Agrippa went from debtor, to exile, to suicidal fugitive, to prisoner in chains, to king of all Judea. His life reads like the plot of a novel that an editor would reject as too implausible.

According to Josephus in Antiquities XVIII, Agrippa was raised in Rome alongside the imperial family. He was charming, extravagant, and catastrophically bad with money. After his mother Bernice died, he burned through his fortune entertaining Caesar's freed-men and fell so deep into debt that he had to flee the capital. Back in Judea, he was so despairing that he considered killing himself. His wife Cypros intervened and wrote to Herodias begging for help.

Agrippa bounced between patrons, borrowing money, offending benefactors, and barely staying ahead of his creditors. He pawned his way back to Rome and managed to charm the emperor Tiberius, but then was overheard expressing enthusiasm for Caligula taking the throne. A freed-man reported the remark. Tiberius had Agrippa thrown in chains. He spent six months in a Roman prison.

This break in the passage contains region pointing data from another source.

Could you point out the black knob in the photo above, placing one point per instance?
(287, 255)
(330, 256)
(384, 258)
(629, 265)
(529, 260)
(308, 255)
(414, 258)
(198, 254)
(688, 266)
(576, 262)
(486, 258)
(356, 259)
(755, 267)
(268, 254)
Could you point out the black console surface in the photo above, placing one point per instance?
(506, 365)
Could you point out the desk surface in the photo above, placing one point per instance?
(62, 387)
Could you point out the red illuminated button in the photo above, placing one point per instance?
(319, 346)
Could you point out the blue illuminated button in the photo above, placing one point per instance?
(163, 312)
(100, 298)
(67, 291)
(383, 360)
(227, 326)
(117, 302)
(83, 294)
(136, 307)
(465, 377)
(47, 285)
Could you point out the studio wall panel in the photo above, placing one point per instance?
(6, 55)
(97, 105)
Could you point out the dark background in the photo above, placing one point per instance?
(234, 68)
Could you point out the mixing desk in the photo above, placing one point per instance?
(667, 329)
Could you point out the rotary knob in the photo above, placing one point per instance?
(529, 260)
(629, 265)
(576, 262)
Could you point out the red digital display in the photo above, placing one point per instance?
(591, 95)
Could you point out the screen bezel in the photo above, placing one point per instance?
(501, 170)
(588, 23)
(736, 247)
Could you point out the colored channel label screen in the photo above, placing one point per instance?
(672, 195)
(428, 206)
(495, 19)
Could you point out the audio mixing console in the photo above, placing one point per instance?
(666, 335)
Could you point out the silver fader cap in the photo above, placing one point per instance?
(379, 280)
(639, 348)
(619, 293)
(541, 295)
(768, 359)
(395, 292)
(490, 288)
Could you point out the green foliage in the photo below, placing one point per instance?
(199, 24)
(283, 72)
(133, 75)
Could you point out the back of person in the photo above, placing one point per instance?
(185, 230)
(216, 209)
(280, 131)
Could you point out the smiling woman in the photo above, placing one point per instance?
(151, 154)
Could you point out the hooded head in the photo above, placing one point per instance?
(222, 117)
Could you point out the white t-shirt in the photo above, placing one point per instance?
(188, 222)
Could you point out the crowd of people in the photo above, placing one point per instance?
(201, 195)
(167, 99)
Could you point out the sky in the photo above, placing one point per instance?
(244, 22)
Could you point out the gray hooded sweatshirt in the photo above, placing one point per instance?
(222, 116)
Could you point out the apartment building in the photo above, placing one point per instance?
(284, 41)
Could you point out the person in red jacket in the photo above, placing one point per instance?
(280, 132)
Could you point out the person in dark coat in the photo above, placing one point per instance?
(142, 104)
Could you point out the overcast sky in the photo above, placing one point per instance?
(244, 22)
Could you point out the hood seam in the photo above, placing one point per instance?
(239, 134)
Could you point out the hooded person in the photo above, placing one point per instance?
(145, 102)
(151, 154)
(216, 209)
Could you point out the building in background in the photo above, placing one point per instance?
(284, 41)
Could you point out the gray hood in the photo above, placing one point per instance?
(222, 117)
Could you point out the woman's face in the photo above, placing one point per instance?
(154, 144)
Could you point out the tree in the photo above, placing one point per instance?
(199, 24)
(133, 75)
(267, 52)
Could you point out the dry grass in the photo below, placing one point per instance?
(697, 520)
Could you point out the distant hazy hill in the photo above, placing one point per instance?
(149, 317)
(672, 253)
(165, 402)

Then Tiberius died. Caligula became emperor and immediately freed his old friend. He replaced Agrippa's iron chains with a gold chain of equal weight as a gift and made him king over the territory that had belonged to his uncle Philip. When Agrippa returned to Judea wearing a crown, his sister Herodias was consumed with jealousy. She pressured her husband Antipas to sail to Rome and petition for his own royal title. It backfired spectacularly. Agrippa sent letters accusing Antipas of treason. Caligula stripped Antipas of everything and gave his territories to Agrippa as well.

The man who had been literally one bad afternoon away from taking his own life was now the most powerful Jewish ruler since his grandfather Herod. The entire Herodian domain was reunited under a single king for the first time in a generation.